また、2023年夏に川の事故で死亡または行方不明になった中学生以下のこどもは10人で、これは過去5年間で最も多い数であることが、警察庁の統計でわかりました。

こどもの川での水難事故は、今でも深刻な状況であることがわかります。

川での水難は「防ぐことができる」事故 ライフジャケットは必ず着用

小さな川や河川敷にグラウンドがあるような大きな川など、川は日本全国どこにでもあり、ごく普通に生活圏に存在しています。川には絶対に行かない・行かせないと思っていても、こどもが川で事故に遭うことは、決して特別なことではありません。
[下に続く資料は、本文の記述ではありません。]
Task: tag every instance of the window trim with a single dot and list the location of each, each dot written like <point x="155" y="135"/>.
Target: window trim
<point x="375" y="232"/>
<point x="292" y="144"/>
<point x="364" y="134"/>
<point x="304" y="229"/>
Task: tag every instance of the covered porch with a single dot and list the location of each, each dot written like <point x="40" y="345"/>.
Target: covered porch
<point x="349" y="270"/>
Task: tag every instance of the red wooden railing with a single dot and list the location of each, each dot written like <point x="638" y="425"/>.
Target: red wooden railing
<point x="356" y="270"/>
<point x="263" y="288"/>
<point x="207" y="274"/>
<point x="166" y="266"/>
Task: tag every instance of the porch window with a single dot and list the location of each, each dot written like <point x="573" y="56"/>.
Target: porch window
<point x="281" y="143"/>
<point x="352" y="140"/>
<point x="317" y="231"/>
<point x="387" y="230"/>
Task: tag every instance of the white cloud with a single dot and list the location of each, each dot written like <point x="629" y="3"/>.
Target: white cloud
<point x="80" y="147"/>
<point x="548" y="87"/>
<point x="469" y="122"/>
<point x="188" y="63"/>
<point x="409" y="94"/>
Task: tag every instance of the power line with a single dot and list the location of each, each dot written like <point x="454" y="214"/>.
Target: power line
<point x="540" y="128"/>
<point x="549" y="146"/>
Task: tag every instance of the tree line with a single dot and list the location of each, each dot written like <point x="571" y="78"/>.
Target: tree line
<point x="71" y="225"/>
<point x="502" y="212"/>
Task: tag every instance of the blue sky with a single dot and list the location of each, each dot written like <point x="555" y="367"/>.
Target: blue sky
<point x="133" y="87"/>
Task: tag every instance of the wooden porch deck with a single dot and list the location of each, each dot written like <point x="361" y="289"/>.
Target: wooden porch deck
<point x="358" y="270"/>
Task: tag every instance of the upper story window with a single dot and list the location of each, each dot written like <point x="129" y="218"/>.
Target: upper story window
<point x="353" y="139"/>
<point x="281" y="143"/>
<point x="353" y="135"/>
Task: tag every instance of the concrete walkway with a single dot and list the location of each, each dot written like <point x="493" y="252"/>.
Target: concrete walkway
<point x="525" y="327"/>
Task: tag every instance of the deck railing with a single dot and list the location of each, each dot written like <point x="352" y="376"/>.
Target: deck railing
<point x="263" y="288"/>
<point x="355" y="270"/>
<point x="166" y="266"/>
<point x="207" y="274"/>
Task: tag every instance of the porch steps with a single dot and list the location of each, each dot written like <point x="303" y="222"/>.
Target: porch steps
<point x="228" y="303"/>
誰にでも起こりうることです。一方で、きちんと対策を取れば、防ぐことができます。

こどものライフジャケットの正しい着方

○川に行くとき、ライフジャケットは必ず着用しましょう。着用することで頭部が水面から浮かび、流れがあっても無理なく呼吸ができます。

○また、着用しても、ぶかぶかであったりフィットしていなかったりすると水の流れで頭側からジャケットが脱げてしまうことがあります。特にこどもは股下にベルトを通すタイプのジャケットを着用してください。成長を見越して大きめのサイズを選ぶ、といったことはせずに、体にフィットさせるための調節ベルトがあるものを選びましょう。

○川に行く前といる間は、活動場所とその上流の天気予報をチェックしましょう。数日前や前日、当日の朝に雨が降ると増水の可能性があります。また、いまいる場所が晴れて増水していなくても、上流で雨が降っていたり、ダムの放流があったりすると、水かさが急に増えることがあります。活動する場所の地形も、合わせて調べておきましょう。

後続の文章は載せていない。